Los Poderes de la Unión se refieren a la división fundamental del poder gubernamental en México, establecida en la Constitución Política de los Estados Unidos Mexicanos. Esta división busca prevenir la concentración de poder en una sola entidad y garantizar un sistema de pesos y contrapesos.
El primer poder, el Poder Legislativo, reside en el Congreso de la Unión, bicameral, compuesto por la Cámara de Diputados y la Cámara de Senadores. Su función principal es la elaboración y modificación de leyes, así como la aprobación del Presupuesto de Egresos de la Federación.

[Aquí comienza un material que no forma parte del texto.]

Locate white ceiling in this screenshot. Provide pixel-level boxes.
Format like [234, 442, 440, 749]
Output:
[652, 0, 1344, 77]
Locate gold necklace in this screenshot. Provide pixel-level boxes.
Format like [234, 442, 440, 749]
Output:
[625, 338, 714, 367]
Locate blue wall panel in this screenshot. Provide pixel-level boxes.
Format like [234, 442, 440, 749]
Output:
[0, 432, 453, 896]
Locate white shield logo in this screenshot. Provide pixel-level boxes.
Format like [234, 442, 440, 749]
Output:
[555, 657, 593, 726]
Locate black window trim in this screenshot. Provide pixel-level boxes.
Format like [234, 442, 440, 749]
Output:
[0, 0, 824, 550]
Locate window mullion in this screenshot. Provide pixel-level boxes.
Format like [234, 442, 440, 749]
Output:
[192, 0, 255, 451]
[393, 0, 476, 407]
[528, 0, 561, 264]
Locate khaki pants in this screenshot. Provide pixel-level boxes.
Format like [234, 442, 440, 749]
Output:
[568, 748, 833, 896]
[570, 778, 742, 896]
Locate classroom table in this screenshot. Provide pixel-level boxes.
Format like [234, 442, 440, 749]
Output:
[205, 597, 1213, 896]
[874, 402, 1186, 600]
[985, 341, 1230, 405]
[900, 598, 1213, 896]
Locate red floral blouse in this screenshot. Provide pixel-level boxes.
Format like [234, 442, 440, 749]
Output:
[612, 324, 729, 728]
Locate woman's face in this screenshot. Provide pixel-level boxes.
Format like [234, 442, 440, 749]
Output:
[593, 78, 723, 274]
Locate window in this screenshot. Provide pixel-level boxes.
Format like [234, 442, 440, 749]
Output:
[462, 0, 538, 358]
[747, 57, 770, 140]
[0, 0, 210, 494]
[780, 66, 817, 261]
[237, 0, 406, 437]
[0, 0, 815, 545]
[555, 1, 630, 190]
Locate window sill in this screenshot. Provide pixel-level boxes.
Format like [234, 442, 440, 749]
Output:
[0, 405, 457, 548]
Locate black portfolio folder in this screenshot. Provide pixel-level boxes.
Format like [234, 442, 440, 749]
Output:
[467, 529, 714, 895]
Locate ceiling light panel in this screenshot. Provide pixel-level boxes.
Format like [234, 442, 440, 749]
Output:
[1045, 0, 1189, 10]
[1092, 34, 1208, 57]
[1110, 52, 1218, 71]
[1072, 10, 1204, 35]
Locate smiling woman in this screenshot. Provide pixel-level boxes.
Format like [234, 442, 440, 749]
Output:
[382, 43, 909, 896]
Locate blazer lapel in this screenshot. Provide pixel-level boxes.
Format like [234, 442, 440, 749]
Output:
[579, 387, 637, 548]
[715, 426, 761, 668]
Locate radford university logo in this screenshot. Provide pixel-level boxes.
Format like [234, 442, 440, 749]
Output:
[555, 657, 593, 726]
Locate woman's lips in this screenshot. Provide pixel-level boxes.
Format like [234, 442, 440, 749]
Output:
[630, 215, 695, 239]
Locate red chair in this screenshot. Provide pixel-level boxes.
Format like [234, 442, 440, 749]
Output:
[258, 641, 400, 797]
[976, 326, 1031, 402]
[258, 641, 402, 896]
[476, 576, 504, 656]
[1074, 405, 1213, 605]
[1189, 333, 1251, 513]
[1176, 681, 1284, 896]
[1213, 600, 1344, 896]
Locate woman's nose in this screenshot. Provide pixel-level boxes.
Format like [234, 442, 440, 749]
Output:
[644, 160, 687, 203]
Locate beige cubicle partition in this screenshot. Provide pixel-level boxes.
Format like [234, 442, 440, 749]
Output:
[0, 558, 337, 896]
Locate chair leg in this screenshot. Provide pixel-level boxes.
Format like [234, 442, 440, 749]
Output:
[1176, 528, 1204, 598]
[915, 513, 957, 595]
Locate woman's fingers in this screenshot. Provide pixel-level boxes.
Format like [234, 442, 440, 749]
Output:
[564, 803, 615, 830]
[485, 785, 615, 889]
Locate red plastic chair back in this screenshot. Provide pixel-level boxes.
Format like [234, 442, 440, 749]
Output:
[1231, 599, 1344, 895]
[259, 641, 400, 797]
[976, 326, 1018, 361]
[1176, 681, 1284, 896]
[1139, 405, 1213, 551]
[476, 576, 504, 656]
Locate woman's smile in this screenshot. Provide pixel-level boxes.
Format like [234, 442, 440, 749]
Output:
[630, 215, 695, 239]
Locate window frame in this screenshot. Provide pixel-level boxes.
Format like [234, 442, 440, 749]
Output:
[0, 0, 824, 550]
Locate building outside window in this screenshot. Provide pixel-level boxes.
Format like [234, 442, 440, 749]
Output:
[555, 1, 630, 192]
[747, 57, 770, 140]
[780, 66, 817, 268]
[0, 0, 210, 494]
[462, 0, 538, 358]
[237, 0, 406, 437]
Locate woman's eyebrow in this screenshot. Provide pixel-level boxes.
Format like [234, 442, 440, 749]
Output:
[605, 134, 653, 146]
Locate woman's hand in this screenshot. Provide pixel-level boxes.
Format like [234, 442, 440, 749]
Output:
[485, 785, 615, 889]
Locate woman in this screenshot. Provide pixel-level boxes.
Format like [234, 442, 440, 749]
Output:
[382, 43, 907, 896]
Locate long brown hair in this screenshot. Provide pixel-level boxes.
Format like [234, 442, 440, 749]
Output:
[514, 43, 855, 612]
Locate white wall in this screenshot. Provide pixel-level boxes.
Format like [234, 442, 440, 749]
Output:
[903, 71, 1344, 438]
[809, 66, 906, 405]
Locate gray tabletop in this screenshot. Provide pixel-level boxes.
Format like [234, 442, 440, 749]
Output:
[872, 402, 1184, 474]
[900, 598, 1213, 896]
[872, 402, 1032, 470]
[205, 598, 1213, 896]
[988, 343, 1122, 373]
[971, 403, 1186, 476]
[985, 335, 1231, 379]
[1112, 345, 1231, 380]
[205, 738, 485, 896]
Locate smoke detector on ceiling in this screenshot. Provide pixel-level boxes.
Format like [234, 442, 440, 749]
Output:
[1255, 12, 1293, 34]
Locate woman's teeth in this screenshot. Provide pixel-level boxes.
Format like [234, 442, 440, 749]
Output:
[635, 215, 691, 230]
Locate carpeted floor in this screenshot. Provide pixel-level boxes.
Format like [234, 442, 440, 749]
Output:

El segundo poder, el Poder Ejecutivo, está depositado en el Presidente de los Estados Unidos Mexicanos. El Presidente es el Jefe de Estado y Jefe de Gobierno, responsable de la administración pública federal, la ejecución de las leyes y la representación de México en el ámbito internacional.
Must Read
El tercer poder, el Poder Judicial, se ejerce a través de la Suprema Corte de Justicia de la Nación (SCJN), los Tribunales Colegiados y Unitarios de Circuito, los Juzgados de Distrito y el Consejo de la Judicatura Federal. Su función primordial es la interpretación de las leyes, la resolución de controversias y la protección de los derechos fundamentales establecidos en la Constitución.
Un ejemplo del funcionamiento de los Poderes de la Unión es el proceso legislativo. El Poder Legislativo crea una ley (por ejemplo, una ley fiscal), el Poder Ejecutivo la promulga y ejecuta, y el Poder Judicial puede revisarla si alguien considera que viola la Constitución.

Otro ejemplo es la designación de los Ministros de la SCJN. El Presidente propone una terna, el Senado elige a uno de los candidatos, mostrando la colaboración y contrapeso entre los Poderes Ejecutivo y Legislativo.
Es crucial comprender la importancia de los Poderes de la Unión porque esta división de poderes es la base del Estado de Derecho en México. Garantiza la protección de los derechos individuales, la estabilidad política y el funcionamiento democrático del país. Su correcto funcionamiento es esencial para evitar abusos de poder y fomentar la transparencia y la rendición de cuentas.